What kind of Religion would we have that ignored this central, brutal, and yet astonishing fact of our existence, that we are so very much a part of this world, but only for a time? And even more baffling and astounding, He did not teach us this by immediately leaving after He rose from the dead. No, he stuck around, but only for a time! The earth it seems can bear the trodding of Resurrected feet upon it, but only for a span of days! The Saints can inhale and exhale this atmosphere, but only, only for a demarcated amount of minutes!
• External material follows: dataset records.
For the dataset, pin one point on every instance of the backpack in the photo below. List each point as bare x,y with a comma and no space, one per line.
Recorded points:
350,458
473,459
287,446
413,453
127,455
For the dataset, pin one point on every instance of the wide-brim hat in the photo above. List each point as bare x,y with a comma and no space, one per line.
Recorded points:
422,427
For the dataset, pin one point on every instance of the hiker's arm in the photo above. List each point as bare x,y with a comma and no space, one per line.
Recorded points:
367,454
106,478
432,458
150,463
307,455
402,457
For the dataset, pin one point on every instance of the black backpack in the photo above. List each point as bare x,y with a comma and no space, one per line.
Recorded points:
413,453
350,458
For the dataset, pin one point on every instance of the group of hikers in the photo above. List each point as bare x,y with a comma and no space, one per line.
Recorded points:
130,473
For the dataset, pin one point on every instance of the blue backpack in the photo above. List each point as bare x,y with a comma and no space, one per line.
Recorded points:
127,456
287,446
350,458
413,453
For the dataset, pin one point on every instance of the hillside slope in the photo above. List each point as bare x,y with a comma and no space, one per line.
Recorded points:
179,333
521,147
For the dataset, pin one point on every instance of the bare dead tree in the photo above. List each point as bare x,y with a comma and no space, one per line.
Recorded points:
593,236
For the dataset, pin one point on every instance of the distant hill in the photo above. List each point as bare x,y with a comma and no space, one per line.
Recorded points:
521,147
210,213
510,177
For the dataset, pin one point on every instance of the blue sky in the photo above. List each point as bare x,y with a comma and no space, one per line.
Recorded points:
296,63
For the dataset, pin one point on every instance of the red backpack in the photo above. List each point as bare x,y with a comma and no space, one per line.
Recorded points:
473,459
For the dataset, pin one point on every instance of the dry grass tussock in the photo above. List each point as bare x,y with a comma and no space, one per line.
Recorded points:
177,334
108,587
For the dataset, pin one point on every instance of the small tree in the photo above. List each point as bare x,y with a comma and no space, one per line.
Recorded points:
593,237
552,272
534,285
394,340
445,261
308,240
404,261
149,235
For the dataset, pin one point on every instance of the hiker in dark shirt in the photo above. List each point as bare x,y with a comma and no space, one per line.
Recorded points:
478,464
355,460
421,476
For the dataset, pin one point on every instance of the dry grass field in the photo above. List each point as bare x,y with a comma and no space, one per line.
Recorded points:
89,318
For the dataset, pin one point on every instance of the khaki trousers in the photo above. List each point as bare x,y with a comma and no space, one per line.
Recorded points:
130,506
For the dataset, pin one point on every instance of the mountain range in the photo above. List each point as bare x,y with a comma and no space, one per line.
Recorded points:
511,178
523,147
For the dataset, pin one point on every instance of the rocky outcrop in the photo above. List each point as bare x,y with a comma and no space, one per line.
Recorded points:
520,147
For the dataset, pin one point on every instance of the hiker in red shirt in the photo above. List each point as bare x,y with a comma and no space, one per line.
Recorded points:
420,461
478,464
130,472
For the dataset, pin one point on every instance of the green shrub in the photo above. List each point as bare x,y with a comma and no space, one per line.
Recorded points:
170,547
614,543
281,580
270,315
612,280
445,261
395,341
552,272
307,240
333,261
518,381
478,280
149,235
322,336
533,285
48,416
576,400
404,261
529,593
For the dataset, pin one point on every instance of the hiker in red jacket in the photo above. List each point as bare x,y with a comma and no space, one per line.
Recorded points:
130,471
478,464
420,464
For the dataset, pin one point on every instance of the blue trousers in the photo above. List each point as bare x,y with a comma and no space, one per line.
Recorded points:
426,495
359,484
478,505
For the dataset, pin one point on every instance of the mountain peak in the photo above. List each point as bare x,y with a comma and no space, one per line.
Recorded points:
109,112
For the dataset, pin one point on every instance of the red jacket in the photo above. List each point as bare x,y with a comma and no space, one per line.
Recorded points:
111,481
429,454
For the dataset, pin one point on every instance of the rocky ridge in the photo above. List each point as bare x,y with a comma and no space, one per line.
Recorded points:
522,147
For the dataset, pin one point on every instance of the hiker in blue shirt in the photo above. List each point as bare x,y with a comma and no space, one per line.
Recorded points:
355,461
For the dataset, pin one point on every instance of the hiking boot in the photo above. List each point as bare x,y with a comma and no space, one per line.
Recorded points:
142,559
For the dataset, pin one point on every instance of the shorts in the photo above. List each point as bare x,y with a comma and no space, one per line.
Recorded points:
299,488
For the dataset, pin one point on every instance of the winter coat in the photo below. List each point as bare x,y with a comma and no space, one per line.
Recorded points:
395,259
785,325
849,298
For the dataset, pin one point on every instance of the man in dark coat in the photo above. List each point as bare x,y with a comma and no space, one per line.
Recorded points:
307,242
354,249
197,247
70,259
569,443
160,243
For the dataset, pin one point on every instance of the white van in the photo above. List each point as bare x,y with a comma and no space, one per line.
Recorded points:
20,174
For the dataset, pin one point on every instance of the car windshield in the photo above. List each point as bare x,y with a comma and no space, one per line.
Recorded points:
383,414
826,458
We only have each other, but only for so long. We only have breathe enough to retell our stories, but for a time, and then we must pass them on to someone else to tell them. We only have so much we can do here, either with the help of the Saints who went before us, or as Saints ourselves, before the old heavy world sends us off on our refulgent way. Our lives within each others lives are to be lived out as a prelude to these heart-rending, glorious Ascensions. May we keep this task of ours ever in mind, and when the time comes for another's passing, may we find the strength to admix our attendant, understandable sorrow with the expectant, eager awaiting for the Comforter.